The land was purchased with a $400,000 donation from the World Library Foundation, an international organization that provides royalty-free historical books, classic works of literature and reference books online. John Guagliardo, a Hawaii resident and former literature professor who works for World Library, now serves as volunteer executive director of Hawaii Loa Ridge Preserve, an organization that was granted 501(c)(3) nonprofit status last month, to manage the parcel.
“We want to be really clear: The preserve will not be open to the public,” Guagliardo said. He says there are no plans for hiking trails, roads or buildings. “Emphatic no. We see that as an inappropriate use of the land. We will not increase traffic in the area.” The parcel’s address is listed as 184 Puuikena Drive and is zoned preservation land. When Hawaii Loa Ridge was developed into a gated community in the 1980s, the 75 acres along the Aina Haina side became “leftover” land, owned by Atherton Richards Trust. Two rainwater diversion
channels were built down the hillside when Hawaii Loa Ridge was developed, though these have become clogged with buffalo grass and branches. Volunteers with the Hawaii Loa Ridge Preserve have begun work on the land, clearing dry brush, figuring out what’s there and assessing risks such as rockfall mitigation, erosion control, and restoration of endemic and indigenous plants. The sudden activity on a hillside that had been quiet and largely forgotten for decades has drawn concern from Aina Haina residents. Guagliardo spoke at the October Kuliouou/Kalani Iki Neighborhood Board and plans to go back every month to give updates. “Everyone wants to know our intentions,” he said.
It is difficult to understand why a group would take on a piece of property that seems to come with more public liability than assets. It seems like an odd mission for an organization dedicated to literature, but Guagliardo says the World Library Foundation is also committed to preservation in communities.

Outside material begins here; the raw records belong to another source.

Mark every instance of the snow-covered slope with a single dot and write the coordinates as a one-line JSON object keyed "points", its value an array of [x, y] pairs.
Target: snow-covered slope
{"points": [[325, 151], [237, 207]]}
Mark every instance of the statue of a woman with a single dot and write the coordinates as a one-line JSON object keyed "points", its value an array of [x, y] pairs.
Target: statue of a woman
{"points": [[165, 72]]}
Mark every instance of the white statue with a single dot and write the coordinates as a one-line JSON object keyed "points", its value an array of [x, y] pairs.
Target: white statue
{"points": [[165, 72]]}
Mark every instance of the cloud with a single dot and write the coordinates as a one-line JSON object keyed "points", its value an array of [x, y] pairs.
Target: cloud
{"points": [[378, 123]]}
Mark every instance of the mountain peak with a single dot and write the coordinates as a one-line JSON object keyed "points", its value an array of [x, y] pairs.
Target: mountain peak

Kora Iechad-Remoket, a Ph.D. student at the University of Hawaii at Manoa, serves as the volunteer office manager for the nonprofit. She has been sending out surveys to Aina Haina neighbors, particularly those whose houses border the property, asking them about their main concerns and trying to find out the history of the property. “We want to do a one-year pilot project to reintroduce endemic plants to the area and restore the hillside,” she said. “We want to know what can grow here, what’s appropriate and what’s not appropriate, and what endemic plants can mitigate rockfall and help with erosion control.” The pilot project calls for a greenhouse and a storage shed to sit on less than an acre of the property. IechadRemoket said these would be temporary structures located near an already-established road and easement. The group also wants to cut in a firebreak by clearing 20 feet of dry brush between the houses and the slope. Last week, Guagliardo fielded phone calls from area residents alarmed when a 40-foot kiawe tree fell near the property line. No damage was done, but it was clear the neighbors are keeping an eye on what’s going on. “The intention is to keep the preserve a preserve,” Guagliardo said. “What we want to do now is assess and find out what is there, what it means, and take care of it. If you ignore what you should have known, then you get into trouble.”
Seventy-five acres of land in one of Oahu’s most expensive areas for real estate was recently purchased for $380,000. The parcel runs from the edge of Aina Haina homes up to the beginning of Hawaii Loa Ridge. This photo of the ridge was taken from Aipuni Street.
John Guagliardo, executive director of Hawaii Loa Ridge Preserve, stands in a rainwater diversion channel overgrown with weeds on the land the nonprofit recently purchased in Aina Haina.
Kora Iechad-Remoket, left, Tommy Oly and John Guagliardo with Hawaii Loa Ridge Preserve have begun clearing the land, assessing the risk of rockfall and evaluating the restoration of indigenous plants.